The reverse operation, getting from the decimal representation to a bit pattern, is definitely a pencil-and-paper job, but you are halfway there to making it easy.

## Make hex easy for us humans

Consider breaking the byte into two — that is, two groups of four bits. A group of four bits is rather amusingly called a *nibble*, not quite a byte. In binary, this already looks much simpler. You would write 0110 0011.

For most people, that space in the middle makes it so much easier to keep your place. Now when you take each of those two groups and apply the same decimal conversion to that as you did to the previous byte, you get the number 63.

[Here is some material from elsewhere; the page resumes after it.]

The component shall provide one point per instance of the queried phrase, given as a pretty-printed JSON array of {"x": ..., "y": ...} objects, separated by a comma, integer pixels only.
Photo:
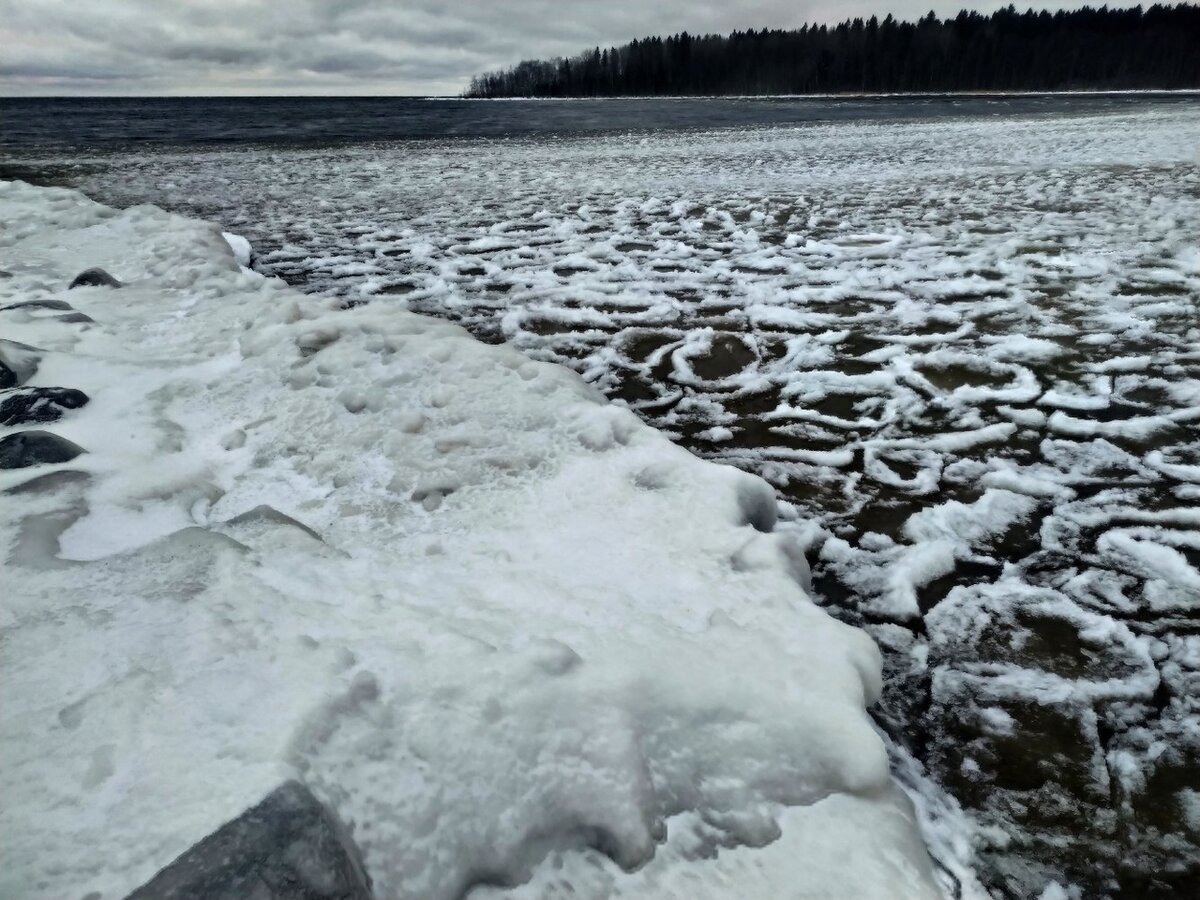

That’s easy to remember and you can do it quite simply in your head. There are only four add-ups to do, and they are only 8 + 4 + 2 + 1 at the worst. In fact, the first group was 4 + 2 = 6 and the second 2 + 1 = 3. Great, that was easy!

But hang on, what happens when you have a result that is more than 9 in a group? Suppose you had 0000 1010. That would give you zero for the first group and 10 for the second. The number you would have would be 010.

You wouldn’t know if this was a three-nibble number, 0000 0001 0000, or a two-nibble number, 0000 1010. To get around this problem, you don’t use numbers to represent values greater than nine. Instead, you use letters.

So if you get to a value of ten when you add up your nibble, you call it A or in fact a. If you get to eleven, you call it B and so on up the alphabet until you get to fifteen, which is F. In that way, you can stick to one position in your number representing four bits or a nibble. You have shortened the sequences length and chunked up to a good degree.

The only problem is that you have to learn six new numbers and also learn how to indicate that you have a hexadecimal number and not a decimal one. The most widely used convention is to prefix a hex number with zero (0) x, as in 0x21. This shows it is a hex number representing the bit pattern 0010 0001. Some systems use an ampersand (&) as a prefix instead.

## Learn six new numbers to master hex

Don’t try and learn all the new symbols at once: Take them one at a time. The F is easy. It’s all ones. The A is just a repeat 1010, and the C is the top two bits set at 1100. Just learn those three to begin with. Then the others are easy.

The B is just one more than the A (1010 + 1 = 1011) and the D is one more than the C (1100 + 1 = 1101). Finally, the E is one less than the F (1111 – 1 = 1110).